Usually, I have a few terminal open with ssh into NAO, one of which I use to manipulate naoqi, and the others for files, etc…, and a few more terminals open with local shells.
let's start naoqi at high verbosity and call the startMonitorAndRecord function of the InertialMonitor module instance using the inmon_client binary (it could be run from our computer or from NAO, let's try from out our computer)

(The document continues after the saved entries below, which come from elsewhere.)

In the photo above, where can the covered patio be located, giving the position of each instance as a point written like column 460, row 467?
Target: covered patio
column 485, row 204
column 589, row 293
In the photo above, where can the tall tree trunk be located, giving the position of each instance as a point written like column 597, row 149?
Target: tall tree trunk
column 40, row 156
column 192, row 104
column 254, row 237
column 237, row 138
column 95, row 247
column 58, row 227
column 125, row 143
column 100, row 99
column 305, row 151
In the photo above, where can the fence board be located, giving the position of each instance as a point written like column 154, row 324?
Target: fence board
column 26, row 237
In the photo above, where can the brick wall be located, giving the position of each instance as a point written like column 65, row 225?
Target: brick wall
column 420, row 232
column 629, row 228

in one of the ssh'd terminal:
naoqi -v > ~/naoqi.log 2>&1
in the local shell:
./build-local/sdk/bin/inmon_client --pip 192.168.2.3 --pport 9559 -c START --output-file /home/nao/inmon.out.txt -p 1000
Wait a few seconds, then:
./build-local/sdk/bin/inmon_client --pip 192.168.2.3 --pport 9559 -c STOP
You can stop (ctrl-c) naoqi in the ssh'd terminal, and examine the inmon log file (q to quit):
less ~/inmon.out.txt
and you can have a look at the verbose naoqi.log file that we made too:
less ~/naoqi.log
(search for "Inertial" by typing /Inertial and pressing enter. press n for the next occurrence. Esc to stop. q to quit.)
In the next episode
We have the basis of our module in place. In a second iteration, we will look at:
- making the module send those sensor values as a stream to another computer on the network (which involves network I/O programming)
- letting the client program optionally display the received stream of sensor values, and maybe do other neat things with it.